Kisah Toro Harus Rajin Cuci Darah, Sakit Gunjal Gegara Minum 15 Gelas Kopi Sehari Demi Kuat Kerja

Inilah kisah Toro, mekanik bengkel yang harus rutin cuci darah karena kebiasaan minum 15 gelas kopi sehari.

Editor: Faisal Zamzami
KOMPAS.COM/DANI JULIUS
Wiji Untara (45), dipanggil Toro, tukang bengkel yang tenggelam pada kesibukan memperbaiki motor pelanggan di rumah sendiri pada Padukuhan Kepek, Kalurahan Pengasih, Kapanewon Pengasih, Kabupaten Kulon Progo, Daerah Istimewa Yogyakarta. 

SERAMBINEWS.COM - Kebanyakan minum kopi ternyata tidak bak untuk kesehatan bahkan bisa menimbulkan penyakit.

Bahkan kelebihan minum kopi bisa merusak ginjal hingga harus cuci darah.

Inilah kisah Toro, mekanik bengkel yang harus rutin cuci darah karena kebiasaan minum 15 gelas kopi sehari.

Toro kini merubah pola hidup meski tetap bekerja di bengkel.

Toro membagikan cerita awal mula ia divonis memiliki kista di ginjal.

Toro bekerja di bengkel motor yang berada di Padukuhan Kepek, Kalurahan Pengasih, Kapanewon Pengasih, Kabupaten Kulon Progo, Daerah Istimewa Yogyakarta.

Saat ditemui, Toro sedang berkutat mengurus Honda Suprafit hitam keluaran pertama.

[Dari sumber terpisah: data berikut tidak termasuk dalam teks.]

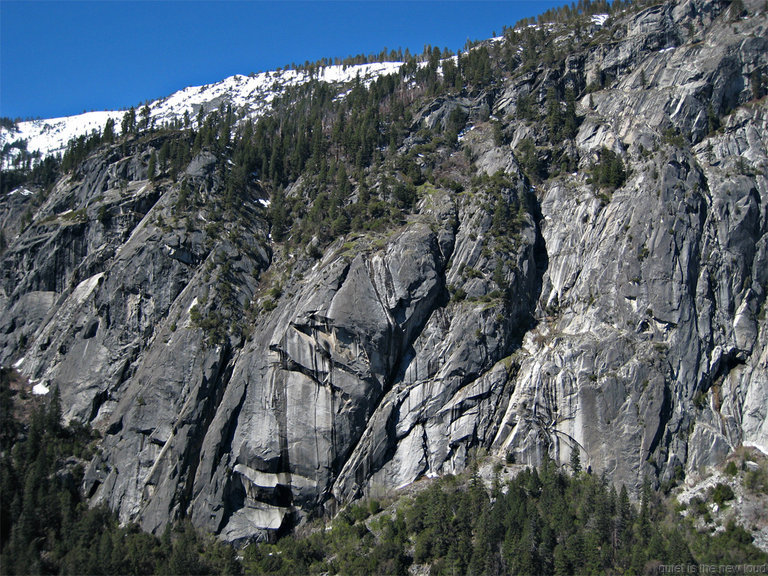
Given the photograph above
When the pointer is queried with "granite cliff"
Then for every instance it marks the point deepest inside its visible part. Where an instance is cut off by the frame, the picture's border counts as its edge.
(579, 261)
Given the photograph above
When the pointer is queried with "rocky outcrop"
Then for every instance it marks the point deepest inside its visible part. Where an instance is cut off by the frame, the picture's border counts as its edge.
(247, 387)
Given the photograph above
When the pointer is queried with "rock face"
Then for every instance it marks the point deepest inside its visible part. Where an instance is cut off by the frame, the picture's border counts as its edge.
(627, 324)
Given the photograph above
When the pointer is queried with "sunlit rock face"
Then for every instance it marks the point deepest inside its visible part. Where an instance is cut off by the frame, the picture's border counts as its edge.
(248, 385)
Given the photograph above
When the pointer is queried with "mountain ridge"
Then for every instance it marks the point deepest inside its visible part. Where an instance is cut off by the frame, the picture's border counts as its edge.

Ia membuka bak mesin sebelah kanan, tempat kick starter berada.

"Saya buka setengah mesin ini untuk memasang per engkol. Per ini biasa patah karena memang dimakan usia," kata Wiji Untara (45) alias Toro, tukang bengkel motor, melansir dari Kompas.com.
 
Namun pemilik motor baru memperbaiki sejak electrik starternya menyusul tidak berfungsi.

Pemilik motor juga melakukan servis ringan dan memperbaiki onderdil rusak lainya.

Keahlian membengkel mesin motor didapat Toro sejak bekerja di bengkel umum dan AHASS Honda pada masa lalu.

Padahal Toro lulus SMK jurusan bangunan air, tapi berani berdikari membuka bengkel di rumah sendiri mulai 2003, di pinggir desa, jauh dari keramaian kota.

Pelanggannya tidak hanya dari Kulon Progo, tapi banyak dari Yogyakarta hingga Prambanan.

“Banyak juga dari teman-teman mancing,” katanya.

Suprafit motor ke sekian yang diperbaiki hari ini.

Tanpa menunggu lama, motor lain berdatangan.

Energi Toro terlihat banyak meski seorang diri berteman segelas kopi dan sesekali mengisap rokok.

Bekerja keras seperti ini terus dilakukan, meski dirinya memiliki keterbatasann harus cuci darah (Hemodialisis atau HD) dua kali dalam satu minggu di RSU Rizki Amalia Temon.

Hemodialisis adalah proses pembersihan darah dengan menggunakan mesin dialisis.

Toro mulai cuci darah sejak umur 39 tahun.

“Berangkat pulang ke rumah sakit, sendiri, naik motor,” katanya.

Baca juga: Keseringan Minum Kopi dalam Sehari, Mekanik Bengkel di Jogja Kini Harus Rutin Cuci Darah

Terdapat sejumlah bekas luka di lengan kanan dan kirinya, tanda menanam AV-Shunt sebagai akses aliran bagi HD.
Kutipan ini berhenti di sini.